Was it the subreg lane masks / mapping that was added to address the missed coalescing?
Yes, and the TRI::getCommonSuperRegClass() function.
This solution is nice, but I don't think it'll work for me. I have 8-element vector registers that can be grouped into virtual super regs for bulk save/restore, and as soon as I have more than 4 in a tuple, the unsigned int used to hold the lane masks overflows and switches over to the "bit 31 set == lanes unresolvable" mode, and coalescing fails.
What about moving the lane masks to a BitVector, that wouldn't need to be constrained artificially? Too much of a performance impact going that way?

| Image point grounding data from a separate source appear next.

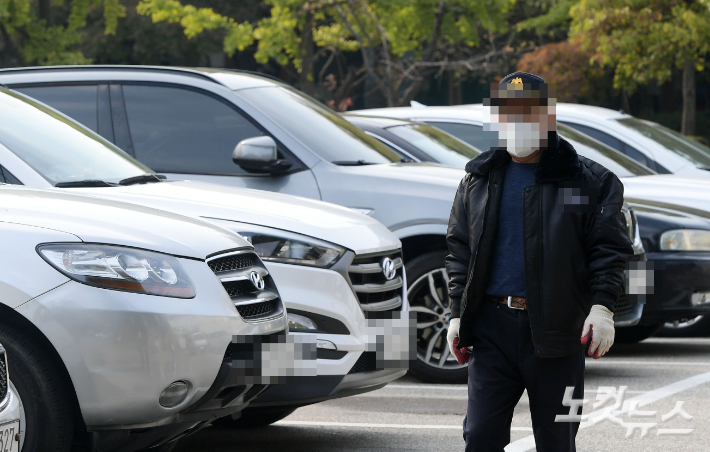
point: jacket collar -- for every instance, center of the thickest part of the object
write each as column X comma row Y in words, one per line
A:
column 559, row 161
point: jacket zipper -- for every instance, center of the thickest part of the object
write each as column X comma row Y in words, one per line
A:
column 478, row 246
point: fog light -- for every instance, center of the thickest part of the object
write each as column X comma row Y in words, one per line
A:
column 300, row 323
column 700, row 298
column 322, row 343
column 173, row 394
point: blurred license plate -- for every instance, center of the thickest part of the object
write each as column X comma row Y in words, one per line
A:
column 8, row 432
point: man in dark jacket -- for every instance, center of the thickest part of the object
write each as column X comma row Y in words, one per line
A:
column 538, row 248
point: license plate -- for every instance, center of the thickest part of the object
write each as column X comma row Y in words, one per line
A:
column 9, row 437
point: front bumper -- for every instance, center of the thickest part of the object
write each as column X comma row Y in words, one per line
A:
column 122, row 349
column 329, row 300
column 673, row 279
column 10, row 411
column 308, row 390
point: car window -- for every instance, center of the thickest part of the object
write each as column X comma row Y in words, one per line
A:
column 613, row 142
column 59, row 149
column 440, row 146
column 469, row 133
column 596, row 134
column 318, row 127
column 77, row 102
column 184, row 131
column 615, row 161
column 7, row 177
column 694, row 152
column 612, row 159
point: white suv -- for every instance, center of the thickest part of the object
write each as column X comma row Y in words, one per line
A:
column 118, row 322
column 314, row 250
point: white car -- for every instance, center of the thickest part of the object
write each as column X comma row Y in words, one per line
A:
column 657, row 147
column 10, row 411
column 328, row 261
column 119, row 325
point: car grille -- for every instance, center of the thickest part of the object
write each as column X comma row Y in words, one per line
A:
column 255, row 310
column 374, row 291
column 234, row 270
column 365, row 363
column 623, row 306
column 234, row 262
column 3, row 376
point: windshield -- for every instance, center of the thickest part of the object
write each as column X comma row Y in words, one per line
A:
column 687, row 148
column 617, row 162
column 613, row 160
column 56, row 147
column 318, row 127
column 437, row 144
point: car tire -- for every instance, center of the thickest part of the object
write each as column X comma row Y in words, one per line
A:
column 696, row 327
column 428, row 295
column 43, row 392
column 636, row 333
column 255, row 417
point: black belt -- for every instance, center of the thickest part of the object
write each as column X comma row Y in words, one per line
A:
column 511, row 302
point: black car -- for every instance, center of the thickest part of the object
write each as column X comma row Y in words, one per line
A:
column 677, row 282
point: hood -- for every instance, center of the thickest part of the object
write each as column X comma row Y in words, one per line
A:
column 321, row 220
column 427, row 173
column 99, row 220
column 401, row 195
column 687, row 194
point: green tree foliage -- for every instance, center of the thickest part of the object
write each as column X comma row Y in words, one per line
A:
column 645, row 40
column 49, row 31
column 402, row 42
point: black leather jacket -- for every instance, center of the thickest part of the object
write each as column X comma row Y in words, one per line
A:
column 576, row 245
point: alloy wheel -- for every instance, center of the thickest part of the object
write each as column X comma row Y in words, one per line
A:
column 429, row 298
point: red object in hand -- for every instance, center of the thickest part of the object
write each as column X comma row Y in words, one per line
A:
column 462, row 354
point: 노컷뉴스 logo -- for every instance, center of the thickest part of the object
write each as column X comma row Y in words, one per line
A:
column 389, row 269
column 257, row 280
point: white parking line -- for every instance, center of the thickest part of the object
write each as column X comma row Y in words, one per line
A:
column 396, row 426
column 631, row 362
column 528, row 443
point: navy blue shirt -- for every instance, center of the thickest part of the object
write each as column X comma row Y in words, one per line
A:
column 508, row 270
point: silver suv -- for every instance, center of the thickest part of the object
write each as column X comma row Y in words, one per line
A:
column 119, row 323
column 241, row 129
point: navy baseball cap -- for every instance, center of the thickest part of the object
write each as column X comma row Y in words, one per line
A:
column 529, row 81
column 520, row 85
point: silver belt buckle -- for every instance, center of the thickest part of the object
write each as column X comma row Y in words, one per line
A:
column 510, row 299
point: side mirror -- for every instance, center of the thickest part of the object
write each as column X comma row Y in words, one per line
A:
column 259, row 155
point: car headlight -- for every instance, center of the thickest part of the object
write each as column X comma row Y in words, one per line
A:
column 632, row 229
column 120, row 268
column 685, row 240
column 275, row 245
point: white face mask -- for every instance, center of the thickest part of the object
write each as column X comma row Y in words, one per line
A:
column 520, row 138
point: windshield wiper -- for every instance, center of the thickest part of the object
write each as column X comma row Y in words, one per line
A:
column 352, row 162
column 84, row 183
column 142, row 179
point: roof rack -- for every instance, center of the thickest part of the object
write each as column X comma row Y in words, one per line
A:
column 99, row 67
column 244, row 71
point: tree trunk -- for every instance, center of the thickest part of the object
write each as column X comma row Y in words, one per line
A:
column 688, row 123
column 305, row 78
column 45, row 11
column 625, row 107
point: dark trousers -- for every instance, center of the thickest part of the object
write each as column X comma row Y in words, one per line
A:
column 502, row 365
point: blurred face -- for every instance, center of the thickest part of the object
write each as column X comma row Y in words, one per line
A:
column 522, row 116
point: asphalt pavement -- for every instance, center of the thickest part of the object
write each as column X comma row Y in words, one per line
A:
column 409, row 415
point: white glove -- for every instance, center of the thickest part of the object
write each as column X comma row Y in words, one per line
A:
column 600, row 325
column 454, row 325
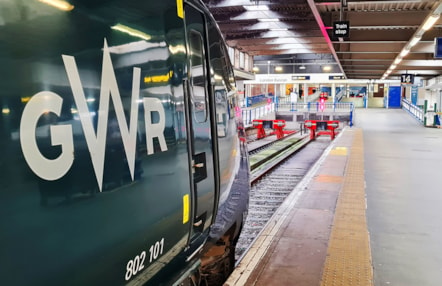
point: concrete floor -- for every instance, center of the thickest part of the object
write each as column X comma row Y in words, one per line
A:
column 403, row 173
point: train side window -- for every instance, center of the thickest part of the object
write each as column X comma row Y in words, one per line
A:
column 198, row 77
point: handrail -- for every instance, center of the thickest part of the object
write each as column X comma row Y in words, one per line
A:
column 414, row 110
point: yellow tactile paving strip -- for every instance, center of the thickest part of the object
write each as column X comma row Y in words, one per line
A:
column 348, row 260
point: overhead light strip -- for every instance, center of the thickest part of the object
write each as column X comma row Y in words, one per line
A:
column 268, row 20
column 59, row 4
column 256, row 7
column 428, row 23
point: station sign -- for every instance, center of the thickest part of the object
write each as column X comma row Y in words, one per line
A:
column 336, row 77
column 407, row 79
column 301, row 77
column 341, row 29
column 437, row 48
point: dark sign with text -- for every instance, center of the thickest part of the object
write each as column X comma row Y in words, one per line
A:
column 341, row 29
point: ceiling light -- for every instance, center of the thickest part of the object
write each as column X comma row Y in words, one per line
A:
column 404, row 52
column 430, row 22
column 59, row 4
column 268, row 20
column 131, row 31
column 414, row 41
column 256, row 8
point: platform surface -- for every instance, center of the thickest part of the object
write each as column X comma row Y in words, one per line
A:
column 368, row 213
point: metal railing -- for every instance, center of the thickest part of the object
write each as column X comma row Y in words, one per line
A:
column 249, row 114
column 260, row 112
column 414, row 110
column 315, row 107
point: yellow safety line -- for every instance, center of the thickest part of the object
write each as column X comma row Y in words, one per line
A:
column 348, row 259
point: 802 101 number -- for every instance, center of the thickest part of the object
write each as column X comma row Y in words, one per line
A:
column 135, row 265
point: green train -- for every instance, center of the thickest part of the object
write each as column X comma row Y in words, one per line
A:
column 123, row 159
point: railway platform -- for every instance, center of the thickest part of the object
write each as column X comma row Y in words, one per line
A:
column 367, row 213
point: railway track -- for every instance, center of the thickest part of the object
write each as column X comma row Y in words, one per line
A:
column 273, row 185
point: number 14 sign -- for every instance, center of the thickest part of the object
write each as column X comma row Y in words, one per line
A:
column 407, row 78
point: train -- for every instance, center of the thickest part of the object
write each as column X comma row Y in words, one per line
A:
column 123, row 156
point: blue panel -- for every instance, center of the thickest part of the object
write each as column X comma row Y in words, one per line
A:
column 394, row 97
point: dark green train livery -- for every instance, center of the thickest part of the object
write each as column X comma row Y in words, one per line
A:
column 122, row 150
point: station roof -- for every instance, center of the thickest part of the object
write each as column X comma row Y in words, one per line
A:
column 298, row 35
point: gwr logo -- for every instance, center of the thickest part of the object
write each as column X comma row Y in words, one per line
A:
column 47, row 101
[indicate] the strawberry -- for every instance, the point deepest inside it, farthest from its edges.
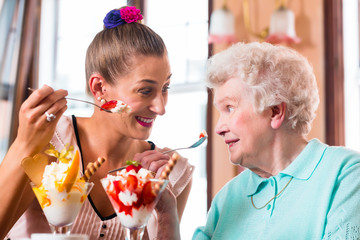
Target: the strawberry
(131, 183)
(119, 186)
(203, 134)
(109, 105)
(133, 165)
(148, 194)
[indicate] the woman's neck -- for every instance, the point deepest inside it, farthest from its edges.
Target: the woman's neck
(282, 152)
(97, 140)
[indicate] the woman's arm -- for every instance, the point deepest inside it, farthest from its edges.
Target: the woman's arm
(168, 217)
(182, 199)
(34, 133)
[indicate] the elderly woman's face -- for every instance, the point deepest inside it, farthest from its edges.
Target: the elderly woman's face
(246, 132)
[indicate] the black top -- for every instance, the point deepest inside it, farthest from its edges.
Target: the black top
(152, 147)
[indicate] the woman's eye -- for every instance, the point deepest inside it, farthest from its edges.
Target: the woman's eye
(145, 91)
(166, 88)
(229, 108)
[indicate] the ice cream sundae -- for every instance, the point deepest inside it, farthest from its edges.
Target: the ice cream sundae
(116, 106)
(60, 189)
(132, 194)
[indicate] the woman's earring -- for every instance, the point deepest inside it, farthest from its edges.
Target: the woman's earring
(103, 101)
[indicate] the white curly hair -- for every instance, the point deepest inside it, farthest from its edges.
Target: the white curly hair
(274, 74)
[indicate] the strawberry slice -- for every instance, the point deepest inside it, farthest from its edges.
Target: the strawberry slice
(131, 167)
(109, 105)
(131, 183)
(148, 194)
(119, 186)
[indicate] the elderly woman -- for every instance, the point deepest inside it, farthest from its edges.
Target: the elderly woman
(292, 188)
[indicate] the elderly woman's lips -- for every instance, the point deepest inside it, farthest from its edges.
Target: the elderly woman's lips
(231, 142)
(145, 122)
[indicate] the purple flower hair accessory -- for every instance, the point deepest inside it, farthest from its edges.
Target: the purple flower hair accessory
(118, 17)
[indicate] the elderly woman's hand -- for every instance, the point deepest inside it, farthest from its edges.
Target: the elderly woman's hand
(38, 118)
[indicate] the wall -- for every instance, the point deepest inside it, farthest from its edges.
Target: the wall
(310, 28)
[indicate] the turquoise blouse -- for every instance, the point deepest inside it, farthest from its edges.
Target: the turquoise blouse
(322, 201)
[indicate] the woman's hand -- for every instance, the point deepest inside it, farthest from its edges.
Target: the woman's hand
(153, 160)
(35, 131)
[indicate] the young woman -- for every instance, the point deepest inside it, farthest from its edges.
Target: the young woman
(126, 61)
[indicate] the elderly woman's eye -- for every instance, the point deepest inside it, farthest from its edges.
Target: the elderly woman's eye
(230, 108)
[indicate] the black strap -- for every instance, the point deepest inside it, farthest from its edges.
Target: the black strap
(82, 162)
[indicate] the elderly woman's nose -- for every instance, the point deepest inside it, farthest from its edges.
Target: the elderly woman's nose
(221, 128)
(158, 105)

Yes, in particular that would impose a cost on all the targets that don’t need this feature.
I didn’t expect any targets to need more than 31 bits for lane masks. Usually, ARM and x86 together span the envelope of insanity.

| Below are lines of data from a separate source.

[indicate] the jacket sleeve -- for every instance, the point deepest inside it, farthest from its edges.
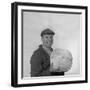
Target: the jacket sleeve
(36, 66)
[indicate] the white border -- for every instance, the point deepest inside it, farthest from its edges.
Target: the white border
(30, 80)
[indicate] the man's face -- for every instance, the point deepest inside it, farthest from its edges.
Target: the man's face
(47, 40)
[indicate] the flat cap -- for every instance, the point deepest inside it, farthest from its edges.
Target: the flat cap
(47, 31)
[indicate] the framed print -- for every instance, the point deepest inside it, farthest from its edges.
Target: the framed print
(48, 43)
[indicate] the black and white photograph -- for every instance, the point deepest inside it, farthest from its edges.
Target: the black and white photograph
(49, 44)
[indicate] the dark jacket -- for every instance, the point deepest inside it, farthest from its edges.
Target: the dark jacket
(40, 63)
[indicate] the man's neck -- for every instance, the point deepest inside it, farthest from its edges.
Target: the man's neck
(47, 49)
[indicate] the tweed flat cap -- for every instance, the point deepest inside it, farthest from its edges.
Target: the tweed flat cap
(47, 31)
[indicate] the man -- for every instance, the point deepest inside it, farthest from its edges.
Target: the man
(40, 60)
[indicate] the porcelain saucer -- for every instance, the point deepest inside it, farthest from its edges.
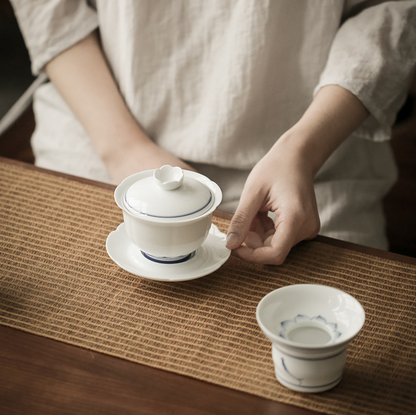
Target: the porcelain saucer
(207, 259)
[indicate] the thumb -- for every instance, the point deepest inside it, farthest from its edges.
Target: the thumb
(242, 219)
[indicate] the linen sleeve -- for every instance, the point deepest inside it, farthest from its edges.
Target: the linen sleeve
(51, 26)
(373, 55)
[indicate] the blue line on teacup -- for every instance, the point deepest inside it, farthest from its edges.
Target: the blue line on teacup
(168, 260)
(310, 359)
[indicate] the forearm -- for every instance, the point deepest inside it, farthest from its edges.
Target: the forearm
(82, 77)
(333, 115)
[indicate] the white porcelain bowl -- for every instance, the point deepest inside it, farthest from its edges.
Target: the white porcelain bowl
(168, 212)
(310, 327)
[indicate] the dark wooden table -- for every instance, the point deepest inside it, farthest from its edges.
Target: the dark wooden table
(43, 376)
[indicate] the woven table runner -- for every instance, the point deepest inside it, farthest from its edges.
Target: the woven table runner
(57, 281)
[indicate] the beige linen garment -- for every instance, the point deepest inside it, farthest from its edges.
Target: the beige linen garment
(217, 82)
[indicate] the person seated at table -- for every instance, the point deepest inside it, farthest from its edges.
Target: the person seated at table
(287, 105)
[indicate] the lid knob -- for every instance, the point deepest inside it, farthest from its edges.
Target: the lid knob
(168, 177)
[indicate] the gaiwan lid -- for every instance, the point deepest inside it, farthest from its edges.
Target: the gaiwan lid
(168, 194)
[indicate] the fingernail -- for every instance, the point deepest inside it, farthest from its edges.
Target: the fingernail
(232, 239)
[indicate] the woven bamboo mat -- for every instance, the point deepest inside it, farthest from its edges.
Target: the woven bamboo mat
(57, 281)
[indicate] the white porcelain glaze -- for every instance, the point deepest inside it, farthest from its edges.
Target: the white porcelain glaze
(310, 327)
(207, 258)
(178, 230)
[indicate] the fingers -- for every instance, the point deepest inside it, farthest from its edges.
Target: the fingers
(243, 218)
(273, 250)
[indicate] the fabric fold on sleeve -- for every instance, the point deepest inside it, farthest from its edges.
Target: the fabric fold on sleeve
(374, 57)
(51, 26)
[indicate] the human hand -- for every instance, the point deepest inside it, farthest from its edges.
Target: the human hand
(281, 183)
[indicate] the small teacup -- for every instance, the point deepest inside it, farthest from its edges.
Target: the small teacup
(310, 327)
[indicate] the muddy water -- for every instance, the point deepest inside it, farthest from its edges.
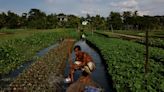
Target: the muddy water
(100, 74)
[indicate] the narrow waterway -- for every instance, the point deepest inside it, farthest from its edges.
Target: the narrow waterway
(6, 79)
(100, 74)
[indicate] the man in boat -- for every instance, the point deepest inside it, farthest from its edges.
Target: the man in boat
(84, 62)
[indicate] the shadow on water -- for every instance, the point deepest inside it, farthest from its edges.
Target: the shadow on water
(6, 79)
(100, 75)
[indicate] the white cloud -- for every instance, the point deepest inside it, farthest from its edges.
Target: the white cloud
(128, 4)
(141, 13)
(50, 1)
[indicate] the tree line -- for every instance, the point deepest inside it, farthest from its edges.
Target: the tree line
(36, 19)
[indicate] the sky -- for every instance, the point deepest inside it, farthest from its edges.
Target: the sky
(83, 7)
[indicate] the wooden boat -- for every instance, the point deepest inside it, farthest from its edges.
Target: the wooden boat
(80, 85)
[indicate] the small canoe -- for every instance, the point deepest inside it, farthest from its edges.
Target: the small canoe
(80, 86)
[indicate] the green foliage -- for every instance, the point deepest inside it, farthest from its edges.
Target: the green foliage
(126, 64)
(14, 52)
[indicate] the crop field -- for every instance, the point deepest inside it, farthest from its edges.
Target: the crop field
(13, 52)
(155, 38)
(125, 60)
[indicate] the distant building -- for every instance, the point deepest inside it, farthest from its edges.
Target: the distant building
(62, 18)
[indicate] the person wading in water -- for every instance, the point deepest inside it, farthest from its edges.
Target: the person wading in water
(84, 62)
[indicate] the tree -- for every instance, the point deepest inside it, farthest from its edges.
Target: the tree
(3, 17)
(114, 21)
(37, 19)
(12, 20)
(51, 21)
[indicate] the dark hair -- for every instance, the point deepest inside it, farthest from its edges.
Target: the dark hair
(77, 46)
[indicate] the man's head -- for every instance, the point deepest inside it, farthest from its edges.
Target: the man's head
(77, 49)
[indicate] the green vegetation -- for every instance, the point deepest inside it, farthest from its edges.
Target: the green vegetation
(37, 19)
(125, 61)
(154, 39)
(46, 73)
(16, 51)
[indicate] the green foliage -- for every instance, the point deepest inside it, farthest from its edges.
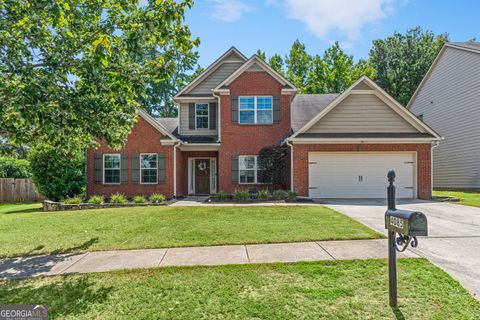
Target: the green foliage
(157, 198)
(74, 72)
(118, 198)
(14, 168)
(96, 199)
(241, 196)
(280, 194)
(57, 175)
(139, 199)
(402, 60)
(73, 200)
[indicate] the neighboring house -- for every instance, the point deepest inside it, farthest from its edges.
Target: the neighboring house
(340, 145)
(448, 100)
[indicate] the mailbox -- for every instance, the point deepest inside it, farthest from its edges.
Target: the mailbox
(406, 222)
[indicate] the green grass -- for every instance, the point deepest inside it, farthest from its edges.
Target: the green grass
(155, 227)
(314, 290)
(466, 198)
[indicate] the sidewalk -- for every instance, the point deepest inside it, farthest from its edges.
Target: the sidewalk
(34, 266)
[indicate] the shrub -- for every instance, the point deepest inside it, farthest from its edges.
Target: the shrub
(139, 199)
(118, 198)
(73, 200)
(96, 199)
(241, 196)
(57, 175)
(279, 194)
(263, 194)
(157, 198)
(14, 168)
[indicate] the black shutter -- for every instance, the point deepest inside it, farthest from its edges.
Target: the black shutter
(135, 168)
(161, 168)
(98, 168)
(235, 169)
(276, 109)
(212, 114)
(124, 168)
(234, 103)
(191, 116)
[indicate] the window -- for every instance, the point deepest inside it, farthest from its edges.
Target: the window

We can bump it to 64 bits if you like. It should be done with an MCLaneMask typedef à la MCPhysReg.
I'd be open to any thoughts/suggestions. I studied the ARM s_sub/d_sub/q_sub structure but that fits within the 32 bit lane mask. I also thought that LDM/STM would be similar, but the registers are physically enumerated, which is different from these virtual super reg frames I'm trying to construct.
Yes, ldm/stm is too complex to model in the register allocator, so they are handled by a post pass. You may need to do something similar.
It’s also worth noting that RAGreedy is not a full-blown 2D register allocator. It doesn’t track liveness per lane, so if the individual lanes in a virtual register have significantly different liveness, registers can go to waste.
I am thinking about fixing this by having a bimodal liveness representation. Most virtual registers are represented by a single LiveInterval, but when needed a vector could be switched to a representation where each lane has its own LiveInterval.
It’s a nontrivial project, but it would make the lane masks unnecessary, and it would take care of the wasted registers.